Saturday, March 27, 2010
Release It! - Chapter 4.2 Chain Reactions
Horizontal scaling is scaling by adding additional servers. Vertical scaling is scaling via larger boxes. Horizontal scaling uses load balancers to provide fault tolerance. Horizontally scaled systems can exhibit a failure mode known as Attack of Self Denial. The essence of the failure is that when a single node goes dark, the extra load on the remaining servers cause them to fail, typically due to a resource leak or load related bug. Since all servers have the same bug, they will eventually fail in the same load-related way forming a Chain Reaction. As more and more servers fail, the remaining servers fail faster and faster until the entire layer is dead.
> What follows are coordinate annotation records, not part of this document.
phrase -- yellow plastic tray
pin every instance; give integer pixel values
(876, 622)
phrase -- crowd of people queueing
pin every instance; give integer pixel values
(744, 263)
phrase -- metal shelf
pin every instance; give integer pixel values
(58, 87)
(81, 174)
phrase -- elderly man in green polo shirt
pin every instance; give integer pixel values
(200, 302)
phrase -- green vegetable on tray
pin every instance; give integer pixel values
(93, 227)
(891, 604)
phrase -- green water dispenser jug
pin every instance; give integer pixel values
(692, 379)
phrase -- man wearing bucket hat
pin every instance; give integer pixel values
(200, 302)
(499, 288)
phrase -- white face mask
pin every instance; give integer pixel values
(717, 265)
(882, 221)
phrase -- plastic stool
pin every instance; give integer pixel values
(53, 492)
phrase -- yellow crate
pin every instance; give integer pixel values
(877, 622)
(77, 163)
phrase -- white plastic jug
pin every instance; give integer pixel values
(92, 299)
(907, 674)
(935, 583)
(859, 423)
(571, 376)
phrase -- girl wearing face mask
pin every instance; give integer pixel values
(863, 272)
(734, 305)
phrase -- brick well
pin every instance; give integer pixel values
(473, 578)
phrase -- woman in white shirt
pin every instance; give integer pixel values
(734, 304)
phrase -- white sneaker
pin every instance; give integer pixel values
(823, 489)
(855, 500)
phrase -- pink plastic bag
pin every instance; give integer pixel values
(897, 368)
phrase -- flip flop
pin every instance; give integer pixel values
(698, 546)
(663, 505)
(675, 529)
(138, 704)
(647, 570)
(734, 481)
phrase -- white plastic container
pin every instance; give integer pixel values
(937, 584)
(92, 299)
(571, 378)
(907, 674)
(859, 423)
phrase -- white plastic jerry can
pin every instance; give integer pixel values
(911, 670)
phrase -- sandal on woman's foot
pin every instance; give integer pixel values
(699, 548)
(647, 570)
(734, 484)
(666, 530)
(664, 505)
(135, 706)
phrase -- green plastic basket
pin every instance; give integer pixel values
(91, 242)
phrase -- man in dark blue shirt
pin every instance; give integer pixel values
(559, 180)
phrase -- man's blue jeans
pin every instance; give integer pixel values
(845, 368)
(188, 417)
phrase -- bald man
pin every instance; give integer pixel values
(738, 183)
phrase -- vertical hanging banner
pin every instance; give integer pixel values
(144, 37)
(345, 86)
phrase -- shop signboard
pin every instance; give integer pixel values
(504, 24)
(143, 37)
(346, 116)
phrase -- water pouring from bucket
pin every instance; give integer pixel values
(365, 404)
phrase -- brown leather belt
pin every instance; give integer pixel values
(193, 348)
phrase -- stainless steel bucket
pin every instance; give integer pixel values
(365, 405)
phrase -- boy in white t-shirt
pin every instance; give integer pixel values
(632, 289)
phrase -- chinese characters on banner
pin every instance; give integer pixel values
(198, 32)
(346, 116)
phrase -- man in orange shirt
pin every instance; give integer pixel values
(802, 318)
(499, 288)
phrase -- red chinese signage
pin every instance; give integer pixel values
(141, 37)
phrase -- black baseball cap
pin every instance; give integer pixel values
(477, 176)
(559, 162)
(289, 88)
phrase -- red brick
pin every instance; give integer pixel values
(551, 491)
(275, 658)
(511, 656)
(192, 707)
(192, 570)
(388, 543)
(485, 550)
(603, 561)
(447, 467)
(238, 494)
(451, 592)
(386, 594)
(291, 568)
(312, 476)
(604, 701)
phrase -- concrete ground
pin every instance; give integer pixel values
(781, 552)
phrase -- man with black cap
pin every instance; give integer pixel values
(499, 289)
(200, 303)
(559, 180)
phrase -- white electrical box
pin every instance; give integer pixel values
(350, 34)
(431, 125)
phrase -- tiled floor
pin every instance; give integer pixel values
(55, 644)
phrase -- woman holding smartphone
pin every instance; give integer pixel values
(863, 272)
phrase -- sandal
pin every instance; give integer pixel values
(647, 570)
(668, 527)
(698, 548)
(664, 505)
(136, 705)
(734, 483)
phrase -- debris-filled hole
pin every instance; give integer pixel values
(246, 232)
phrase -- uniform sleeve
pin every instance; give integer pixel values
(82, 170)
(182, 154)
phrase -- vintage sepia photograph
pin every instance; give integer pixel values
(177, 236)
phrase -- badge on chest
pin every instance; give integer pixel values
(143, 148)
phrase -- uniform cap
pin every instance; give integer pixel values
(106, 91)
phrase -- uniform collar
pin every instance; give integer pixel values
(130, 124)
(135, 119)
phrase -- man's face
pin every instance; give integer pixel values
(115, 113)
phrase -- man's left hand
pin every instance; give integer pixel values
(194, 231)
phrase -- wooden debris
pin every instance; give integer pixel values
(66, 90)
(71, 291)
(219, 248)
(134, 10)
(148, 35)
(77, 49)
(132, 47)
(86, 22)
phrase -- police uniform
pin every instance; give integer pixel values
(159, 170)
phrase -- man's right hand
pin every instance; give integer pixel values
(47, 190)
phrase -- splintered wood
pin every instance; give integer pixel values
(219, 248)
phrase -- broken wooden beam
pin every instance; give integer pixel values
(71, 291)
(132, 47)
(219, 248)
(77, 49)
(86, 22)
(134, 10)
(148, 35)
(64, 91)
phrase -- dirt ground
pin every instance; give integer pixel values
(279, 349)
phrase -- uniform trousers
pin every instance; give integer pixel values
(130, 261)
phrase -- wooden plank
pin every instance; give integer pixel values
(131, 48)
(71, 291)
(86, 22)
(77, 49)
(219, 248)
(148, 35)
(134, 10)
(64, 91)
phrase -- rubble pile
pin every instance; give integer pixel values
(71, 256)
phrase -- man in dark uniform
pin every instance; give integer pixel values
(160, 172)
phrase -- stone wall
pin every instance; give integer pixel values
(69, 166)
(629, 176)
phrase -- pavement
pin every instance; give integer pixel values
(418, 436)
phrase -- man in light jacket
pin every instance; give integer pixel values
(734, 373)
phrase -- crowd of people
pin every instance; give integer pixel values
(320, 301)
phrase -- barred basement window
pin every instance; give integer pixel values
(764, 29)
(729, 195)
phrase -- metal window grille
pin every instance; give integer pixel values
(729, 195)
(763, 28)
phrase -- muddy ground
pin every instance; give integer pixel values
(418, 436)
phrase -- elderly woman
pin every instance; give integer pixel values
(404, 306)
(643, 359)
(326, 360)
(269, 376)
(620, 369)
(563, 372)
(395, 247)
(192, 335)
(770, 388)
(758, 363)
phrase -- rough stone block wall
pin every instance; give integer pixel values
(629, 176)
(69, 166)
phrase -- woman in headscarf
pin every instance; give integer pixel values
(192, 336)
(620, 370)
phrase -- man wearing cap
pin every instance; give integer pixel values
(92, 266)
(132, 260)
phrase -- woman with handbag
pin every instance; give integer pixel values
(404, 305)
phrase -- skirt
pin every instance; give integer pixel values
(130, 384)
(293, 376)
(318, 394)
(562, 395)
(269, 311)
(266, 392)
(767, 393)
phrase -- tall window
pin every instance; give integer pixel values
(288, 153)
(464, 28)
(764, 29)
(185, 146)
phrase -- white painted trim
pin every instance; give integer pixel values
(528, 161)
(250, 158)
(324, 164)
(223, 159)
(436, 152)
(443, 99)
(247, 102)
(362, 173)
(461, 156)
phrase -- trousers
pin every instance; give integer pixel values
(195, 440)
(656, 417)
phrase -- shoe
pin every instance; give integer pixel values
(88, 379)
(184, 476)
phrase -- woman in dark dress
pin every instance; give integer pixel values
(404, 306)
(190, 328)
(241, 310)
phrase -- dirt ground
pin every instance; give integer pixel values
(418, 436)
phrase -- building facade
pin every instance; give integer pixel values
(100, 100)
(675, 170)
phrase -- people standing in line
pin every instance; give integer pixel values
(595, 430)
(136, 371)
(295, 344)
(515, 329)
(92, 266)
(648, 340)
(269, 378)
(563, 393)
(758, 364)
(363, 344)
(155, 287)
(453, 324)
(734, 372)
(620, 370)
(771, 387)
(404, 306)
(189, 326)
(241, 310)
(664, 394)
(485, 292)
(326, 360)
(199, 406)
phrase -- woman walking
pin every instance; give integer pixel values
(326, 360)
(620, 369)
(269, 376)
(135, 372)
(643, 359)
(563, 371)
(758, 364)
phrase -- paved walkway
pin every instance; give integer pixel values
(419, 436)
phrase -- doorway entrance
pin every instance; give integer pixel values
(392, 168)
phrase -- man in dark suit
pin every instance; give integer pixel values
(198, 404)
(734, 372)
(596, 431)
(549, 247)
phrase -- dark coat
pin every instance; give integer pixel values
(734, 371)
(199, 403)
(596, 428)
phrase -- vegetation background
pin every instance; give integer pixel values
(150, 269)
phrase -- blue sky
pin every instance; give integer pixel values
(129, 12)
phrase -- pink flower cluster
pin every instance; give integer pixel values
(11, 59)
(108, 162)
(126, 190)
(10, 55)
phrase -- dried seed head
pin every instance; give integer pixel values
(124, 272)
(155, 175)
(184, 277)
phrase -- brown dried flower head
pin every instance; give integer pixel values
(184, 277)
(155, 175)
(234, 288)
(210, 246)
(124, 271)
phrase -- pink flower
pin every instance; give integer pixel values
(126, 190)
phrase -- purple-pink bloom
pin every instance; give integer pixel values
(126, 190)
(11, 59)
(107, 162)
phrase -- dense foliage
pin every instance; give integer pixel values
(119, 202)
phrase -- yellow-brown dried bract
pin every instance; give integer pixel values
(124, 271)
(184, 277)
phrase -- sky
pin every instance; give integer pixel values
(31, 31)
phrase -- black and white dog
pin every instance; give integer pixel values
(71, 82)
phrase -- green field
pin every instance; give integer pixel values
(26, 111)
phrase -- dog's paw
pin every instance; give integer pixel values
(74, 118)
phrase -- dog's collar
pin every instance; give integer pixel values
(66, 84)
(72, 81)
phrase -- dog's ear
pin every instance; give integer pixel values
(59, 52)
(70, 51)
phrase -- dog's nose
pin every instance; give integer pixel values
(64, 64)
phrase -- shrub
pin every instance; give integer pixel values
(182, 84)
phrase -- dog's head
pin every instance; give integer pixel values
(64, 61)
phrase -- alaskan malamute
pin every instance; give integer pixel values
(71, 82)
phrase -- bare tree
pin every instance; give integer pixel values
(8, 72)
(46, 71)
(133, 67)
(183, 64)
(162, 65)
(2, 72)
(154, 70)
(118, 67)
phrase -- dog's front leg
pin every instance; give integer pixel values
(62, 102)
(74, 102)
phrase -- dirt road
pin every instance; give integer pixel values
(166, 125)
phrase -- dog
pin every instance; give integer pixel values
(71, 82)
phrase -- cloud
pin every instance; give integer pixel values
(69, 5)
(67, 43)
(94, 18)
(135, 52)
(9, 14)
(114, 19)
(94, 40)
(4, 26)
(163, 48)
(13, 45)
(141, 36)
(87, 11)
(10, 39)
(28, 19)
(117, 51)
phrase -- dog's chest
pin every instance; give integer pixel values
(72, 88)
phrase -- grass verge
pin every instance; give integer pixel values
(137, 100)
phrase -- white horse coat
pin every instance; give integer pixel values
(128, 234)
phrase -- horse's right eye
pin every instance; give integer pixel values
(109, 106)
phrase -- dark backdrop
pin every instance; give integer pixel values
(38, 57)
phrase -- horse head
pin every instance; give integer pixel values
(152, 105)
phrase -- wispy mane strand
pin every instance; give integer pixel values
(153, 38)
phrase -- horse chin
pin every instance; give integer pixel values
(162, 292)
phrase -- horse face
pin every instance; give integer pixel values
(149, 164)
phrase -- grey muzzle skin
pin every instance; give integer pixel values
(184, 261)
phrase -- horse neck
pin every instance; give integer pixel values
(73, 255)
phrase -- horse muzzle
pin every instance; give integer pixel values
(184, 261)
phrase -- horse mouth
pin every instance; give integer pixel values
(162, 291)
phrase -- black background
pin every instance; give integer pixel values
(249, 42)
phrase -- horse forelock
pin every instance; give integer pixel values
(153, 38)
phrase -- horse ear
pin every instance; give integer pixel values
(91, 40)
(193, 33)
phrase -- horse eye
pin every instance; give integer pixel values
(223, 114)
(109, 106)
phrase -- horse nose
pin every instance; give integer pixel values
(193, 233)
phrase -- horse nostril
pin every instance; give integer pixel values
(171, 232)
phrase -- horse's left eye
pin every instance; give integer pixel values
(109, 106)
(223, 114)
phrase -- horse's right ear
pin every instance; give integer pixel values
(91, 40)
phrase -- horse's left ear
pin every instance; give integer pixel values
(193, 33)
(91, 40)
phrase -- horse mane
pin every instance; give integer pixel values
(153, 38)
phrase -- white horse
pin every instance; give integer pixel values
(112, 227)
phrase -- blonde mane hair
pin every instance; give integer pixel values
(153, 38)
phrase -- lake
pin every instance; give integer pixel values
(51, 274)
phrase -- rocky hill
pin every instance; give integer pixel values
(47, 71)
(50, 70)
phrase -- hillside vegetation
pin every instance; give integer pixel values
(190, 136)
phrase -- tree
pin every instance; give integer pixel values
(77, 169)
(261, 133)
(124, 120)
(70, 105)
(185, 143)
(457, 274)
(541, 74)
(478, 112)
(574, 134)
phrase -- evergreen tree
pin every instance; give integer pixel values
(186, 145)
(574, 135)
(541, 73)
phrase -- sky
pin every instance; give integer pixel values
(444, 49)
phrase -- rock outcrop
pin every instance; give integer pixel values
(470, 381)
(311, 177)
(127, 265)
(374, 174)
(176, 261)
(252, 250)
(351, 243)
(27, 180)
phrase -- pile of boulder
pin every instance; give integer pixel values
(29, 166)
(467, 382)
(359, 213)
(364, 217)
The only way to stop the cascade is to fix the leak. You can attempt to group your servers via the Bulkhead pattern and break the chain reactions into separate chain reactions, which might give you enough time to bring up another set of servers. Accept this: one down server places the remaining servers in jeopardy. A dead layer will then endanger the dependent layers. Hunting for resource leaks is important because resource leaks are a primary killer of systems. You must also hunt for obscure timing bugs by load testing your system. If you use the Bulkhead pattern on the server side and the Circuit Breaker pattern on the client side, you can prevent chain reactions that can take out entire layers.